Antah AI

Non-functional requirements are key for any project development because they provide an overall idea of the infrastructure needed for a project. Generative AI is a very hot topic, and it is well known that estimating infrastructure is essential, especially for Generative AI and large language models. If you are using a self-hosted model, having a basic idea of memory and CPU requirements gives a good overview of the project and sometimes even the cost, which is a very important factor in determining whether a project should move forward. Generative AI projects are computation-heavy, and understanding infrastructure needs can give a significant advantage in evaluating cost versus benefit.

I want to discuss the concept of quantisation in large language models—how it impacts inference and what can be done to reduce cost.

Transformer models determine how the model reads the prompt, understands the context, and how layers, attention, and embeddings work together to predict the next word. If you want to learn more, read my article: https://antahai.com/articles/inference-in-large-language-models

Quantisation is about how the model is packaged. It is a technique used to make models smaller and faster. It reduces memory usage and speeds up inference. It only changes how the model weights are stored. Since we know the model uses numerical values, there are different levels of quantisation.

FP32 stores numbers as 32-bit floating-point values (highest precision).
FP16 reduces the precision but maintains good accuracy.
INT8 and INT4 store 8-bit and 4-bit numbers respectively.

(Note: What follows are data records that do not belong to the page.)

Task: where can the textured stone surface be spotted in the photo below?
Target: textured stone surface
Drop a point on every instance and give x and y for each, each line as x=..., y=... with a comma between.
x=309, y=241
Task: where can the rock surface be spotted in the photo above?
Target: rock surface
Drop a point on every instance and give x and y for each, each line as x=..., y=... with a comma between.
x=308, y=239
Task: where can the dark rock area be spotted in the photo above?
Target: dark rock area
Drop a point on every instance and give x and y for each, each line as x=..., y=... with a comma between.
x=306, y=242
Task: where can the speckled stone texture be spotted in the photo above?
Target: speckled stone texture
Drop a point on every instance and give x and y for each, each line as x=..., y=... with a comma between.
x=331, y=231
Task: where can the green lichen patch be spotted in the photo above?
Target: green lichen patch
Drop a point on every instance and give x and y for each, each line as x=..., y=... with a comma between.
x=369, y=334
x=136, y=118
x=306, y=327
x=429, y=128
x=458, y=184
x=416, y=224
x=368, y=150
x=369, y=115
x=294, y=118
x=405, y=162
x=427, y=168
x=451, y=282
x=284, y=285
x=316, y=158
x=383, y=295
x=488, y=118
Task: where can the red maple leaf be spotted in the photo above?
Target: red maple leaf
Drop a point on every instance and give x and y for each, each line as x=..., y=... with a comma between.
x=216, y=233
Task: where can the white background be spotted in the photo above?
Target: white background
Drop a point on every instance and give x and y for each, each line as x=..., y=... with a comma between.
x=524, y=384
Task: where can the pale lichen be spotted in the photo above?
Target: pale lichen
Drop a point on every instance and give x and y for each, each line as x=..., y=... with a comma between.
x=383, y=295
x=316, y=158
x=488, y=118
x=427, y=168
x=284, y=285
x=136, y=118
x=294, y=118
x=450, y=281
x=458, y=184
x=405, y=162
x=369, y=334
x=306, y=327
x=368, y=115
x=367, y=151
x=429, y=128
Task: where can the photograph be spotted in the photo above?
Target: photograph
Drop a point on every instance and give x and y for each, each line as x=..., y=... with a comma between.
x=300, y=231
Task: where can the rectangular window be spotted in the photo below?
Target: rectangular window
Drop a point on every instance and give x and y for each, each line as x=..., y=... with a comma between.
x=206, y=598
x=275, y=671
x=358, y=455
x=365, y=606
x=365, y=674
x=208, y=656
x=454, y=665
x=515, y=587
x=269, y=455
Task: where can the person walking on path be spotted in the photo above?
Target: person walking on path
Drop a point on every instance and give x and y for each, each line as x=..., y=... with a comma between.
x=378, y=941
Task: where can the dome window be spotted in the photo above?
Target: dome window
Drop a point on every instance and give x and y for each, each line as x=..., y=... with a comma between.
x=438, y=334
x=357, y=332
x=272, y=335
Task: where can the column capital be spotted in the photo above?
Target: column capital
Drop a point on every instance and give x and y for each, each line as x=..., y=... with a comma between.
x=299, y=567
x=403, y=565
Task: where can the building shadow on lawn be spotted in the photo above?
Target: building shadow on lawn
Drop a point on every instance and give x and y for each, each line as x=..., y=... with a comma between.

Even though the precision decreases, the core information remains, and the model’s meaning does not change. However, quantisation significantly changes the computation and memory requirements.

Below are the estimated memory requirements of a 7B parameter model:

FP32 ≈ 28 GB (≈ 26.1 GiB)
FP16 ≈ 14 GB (≈ 13.0 GiB)
INT8 ≈ 7 GB (≈ 6.5 GiB)
INT4 ≈ 3.5 GB (≈ 3.3 GiB)

If you are using FP16 or INT8, you definitely need a GPU. But here is the trickiest part: you can run inference on INT8 and INT4 quantised models even on a CPU.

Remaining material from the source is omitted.